Injustice, videojogo ambientado no Universo DC, narra um mundo no qual o Coringa, munido de algumas drogas e uma bomba nuclear, impele o Superman a matar Lois Lane, grávida de seu filho, e a destruir Metrópolis, convencido de que está num combate contra Apokalypse; ao perceber o que fez, Superman é tomado pela fúria, mata o Coringa e instaura uma espécie de tirania a nível global; não há mais liberdade de expressão, imprensa desvinculada do Estado ou mesmo atos de heroísmo não registrados e legitimados pelo Superman, ao mesmo tempo em que a pobreza, o crime e a corrupção foram praticamente banidos da Terra; duas frentes heroicas se formam: as forças do Regime, aliadas ao Superman, e a Insurgência, grupo de heróis rebeldes que se recusam a pactuar com essa sinistra Ordem Mundial, liderados pelo Batman. Uma questão ético-política está aí instaurada. A narrativa, porém, cai num moralismo irreversível, ao fazer do Superman, capítulo após capítulo, uma criatura raivosa, ressentida e arbitrária. Mas... e se o Super não enlouquecesse? E se permanecesse sereno e lúcido em sua governamentalidade tirana? O problema estaria colocado: qual a legitimidade - e, em filosofia, é sempre de verdade e de legitimidade que se trata - de um governo dessa natureza? O problema é colocado, sim, mas não enunciado; a enunciação do problema e a sua resposta são coisas de filósofo; para o mito, basta fazer o seu leitor-ouvinte tornar-se personagem, tornar-se a questão, vivê-la de espírito e de carne.

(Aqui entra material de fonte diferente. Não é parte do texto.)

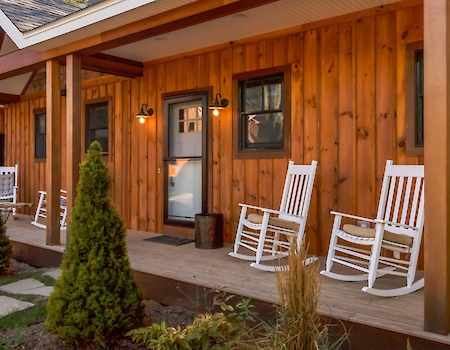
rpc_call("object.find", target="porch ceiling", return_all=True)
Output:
[105,0,399,62]
[0,0,401,98]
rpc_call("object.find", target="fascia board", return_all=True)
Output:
[0,0,155,49]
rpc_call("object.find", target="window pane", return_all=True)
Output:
[239,74,284,150]
[244,85,263,112]
[266,83,282,110]
[245,113,283,148]
[34,135,47,158]
[34,112,47,158]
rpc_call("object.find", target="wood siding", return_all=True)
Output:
[5,6,423,262]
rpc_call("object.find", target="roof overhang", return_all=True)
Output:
[0,0,176,49]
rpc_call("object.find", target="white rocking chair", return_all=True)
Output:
[229,161,317,272]
[321,160,424,297]
[0,164,18,217]
[31,190,67,231]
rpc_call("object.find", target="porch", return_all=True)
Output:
[7,214,450,349]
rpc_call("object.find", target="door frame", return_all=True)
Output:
[161,87,212,230]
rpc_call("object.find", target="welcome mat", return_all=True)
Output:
[144,235,195,246]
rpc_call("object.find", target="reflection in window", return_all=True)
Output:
[178,107,202,133]
[34,112,47,159]
[240,74,284,150]
[86,101,109,154]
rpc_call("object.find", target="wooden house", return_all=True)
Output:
[0,0,450,334]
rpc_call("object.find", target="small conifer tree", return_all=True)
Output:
[45,141,144,345]
[0,215,12,275]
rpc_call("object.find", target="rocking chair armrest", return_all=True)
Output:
[330,211,377,223]
[239,203,302,218]
[239,203,279,214]
[374,219,418,231]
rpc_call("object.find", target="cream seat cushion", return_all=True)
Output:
[342,224,413,246]
[247,214,300,231]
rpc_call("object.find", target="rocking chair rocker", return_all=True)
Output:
[31,190,67,231]
[229,161,317,272]
[321,160,424,297]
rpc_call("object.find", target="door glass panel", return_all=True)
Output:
[167,159,202,220]
[167,100,203,222]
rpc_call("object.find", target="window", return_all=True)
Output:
[405,42,424,156]
[34,110,47,159]
[234,68,290,158]
[85,98,111,155]
[178,107,203,133]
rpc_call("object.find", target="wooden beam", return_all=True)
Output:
[0,92,20,104]
[45,60,62,245]
[0,49,47,80]
[66,55,81,244]
[81,54,144,78]
[0,0,278,80]
[424,0,450,334]
[75,0,279,55]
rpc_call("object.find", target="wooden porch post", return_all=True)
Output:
[424,0,450,334]
[66,54,81,244]
[45,60,62,245]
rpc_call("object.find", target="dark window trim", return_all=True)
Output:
[405,41,424,157]
[33,108,47,163]
[81,96,114,161]
[233,65,291,159]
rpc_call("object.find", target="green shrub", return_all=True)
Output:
[127,292,256,350]
[0,214,12,275]
[45,141,144,345]
[245,244,347,350]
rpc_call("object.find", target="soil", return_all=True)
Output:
[0,260,195,350]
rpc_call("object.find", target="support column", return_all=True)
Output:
[66,54,81,244]
[45,60,62,245]
[424,0,450,334]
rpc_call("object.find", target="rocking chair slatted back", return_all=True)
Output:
[321,160,425,297]
[377,161,424,236]
[279,161,315,222]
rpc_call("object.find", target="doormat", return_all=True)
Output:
[144,235,195,246]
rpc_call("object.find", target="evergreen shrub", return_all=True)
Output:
[45,141,145,345]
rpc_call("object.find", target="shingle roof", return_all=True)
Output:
[0,0,104,33]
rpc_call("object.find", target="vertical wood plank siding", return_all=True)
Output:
[4,6,423,264]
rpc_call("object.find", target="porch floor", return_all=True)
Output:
[7,214,450,348]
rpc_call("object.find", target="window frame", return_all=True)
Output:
[33,108,47,163]
[405,41,425,157]
[233,65,291,159]
[81,96,114,161]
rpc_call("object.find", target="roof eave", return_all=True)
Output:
[0,0,155,49]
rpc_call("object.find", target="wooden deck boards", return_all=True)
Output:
[7,215,450,345]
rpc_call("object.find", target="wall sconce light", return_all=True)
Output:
[136,103,153,123]
[209,93,228,116]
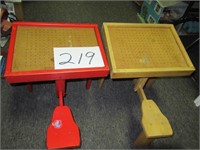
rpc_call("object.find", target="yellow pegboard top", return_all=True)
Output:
[103,23,194,77]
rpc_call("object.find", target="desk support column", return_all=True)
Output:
[134,78,148,92]
[99,78,105,89]
[56,80,65,97]
[86,79,92,90]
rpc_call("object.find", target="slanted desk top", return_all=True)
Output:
[103,23,195,78]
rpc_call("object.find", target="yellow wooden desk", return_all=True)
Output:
[99,23,195,146]
[103,23,195,79]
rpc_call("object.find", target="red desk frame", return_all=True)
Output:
[5,22,109,97]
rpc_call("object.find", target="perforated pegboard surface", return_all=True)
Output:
[12,26,98,72]
[107,25,187,69]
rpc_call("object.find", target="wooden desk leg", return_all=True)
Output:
[134,78,148,92]
[27,83,33,92]
[56,80,66,97]
[86,79,92,90]
[145,78,156,88]
[134,131,154,147]
[137,87,147,104]
[99,78,105,89]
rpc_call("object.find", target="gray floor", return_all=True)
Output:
[1,1,199,149]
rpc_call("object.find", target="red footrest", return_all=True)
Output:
[47,106,80,149]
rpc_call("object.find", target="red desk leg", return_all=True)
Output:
[27,83,33,92]
[86,79,92,90]
[56,80,65,97]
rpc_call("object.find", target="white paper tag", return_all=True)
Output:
[53,46,104,69]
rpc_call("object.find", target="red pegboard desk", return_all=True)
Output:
[5,22,109,94]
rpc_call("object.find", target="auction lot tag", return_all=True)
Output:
[53,46,104,69]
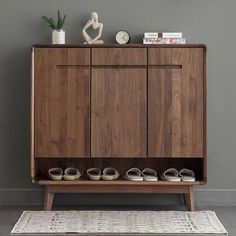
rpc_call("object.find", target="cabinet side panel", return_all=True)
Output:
[30,48,35,182]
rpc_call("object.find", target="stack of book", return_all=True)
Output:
[143,32,186,44]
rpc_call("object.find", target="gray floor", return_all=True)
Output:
[0,206,236,236]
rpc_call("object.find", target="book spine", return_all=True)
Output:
[144,32,183,38]
[159,32,183,38]
[144,32,159,38]
[143,38,186,44]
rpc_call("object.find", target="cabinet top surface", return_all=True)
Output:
[32,44,207,50]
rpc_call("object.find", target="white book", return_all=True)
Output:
[143,38,186,44]
[144,32,159,38]
[160,32,183,38]
[144,32,183,38]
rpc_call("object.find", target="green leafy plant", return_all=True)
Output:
[41,10,66,31]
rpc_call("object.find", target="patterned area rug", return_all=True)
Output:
[11,211,227,236]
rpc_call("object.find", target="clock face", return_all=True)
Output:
[116,30,130,44]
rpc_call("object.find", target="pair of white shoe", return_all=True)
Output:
[87,167,120,180]
[161,168,196,182]
[124,167,158,181]
[48,167,81,180]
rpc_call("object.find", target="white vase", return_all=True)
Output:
[52,30,66,44]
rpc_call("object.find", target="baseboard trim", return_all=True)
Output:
[0,188,236,206]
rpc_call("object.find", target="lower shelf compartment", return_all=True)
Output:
[37,179,204,186]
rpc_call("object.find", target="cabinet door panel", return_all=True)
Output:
[35,50,90,157]
[148,48,204,157]
[91,68,147,157]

O filme O Soldado Invernal faz o personagem Capitão América (e o espectador-narrador) vivenciar um problema similar: vale a pena resguardar a segurança nacional, e mesmo mundial, com um super-programa de espionagem instaurado pela S.H.I.E.L.D., ou essa cultura da vigilância é apenas o outro lado de um Estado controlador e regulador dos mínimos aspectos da vida individual? A discussão é interessantíssima, mas também acaba num moralismo, já que descobre-se que a S.H.I.E.L.D. está profundamente tomada e corrompida pela Hydra, facção nazista criada pelo Barão Von Strucker, antigo inimigo do Capitão. A escolha de lados pelo espectador-narrador é óbvia. O mesmo se daria sem o envolvimento da vilânica Hydra? Ainda ficaríamos tão prontamente ao lado de Steve Rogers!?

Guerra Civil, de Mark Millar e Steve McNiven, parece esclarecer isto, já havendo utilizado o recurso do "embate de heróis" antes de Injustice, e de uma maneira ainda mais interessante. As linhas de frente encabeçadas pelo Homem de Ferro (defensor e ativista do alistamento e registro de todos os heróis pelo Estado, lhes sendo reconhecido, inclusive, diversos direitos trabalhistas e de previdência) e pelo Capitão América (que se recusa, através da defesa criminosa da "identidade secreta", a equivaler a ética do heroísmo com um funcionalismo público). Não há escolhas claras na história (embora pontos específicos da narrativa apontem que a própria história está do lado do Capitão; vale a pena não me delongar muito nisto e produzir um texto só sobre a Guerra Civil numa outra oportunidade).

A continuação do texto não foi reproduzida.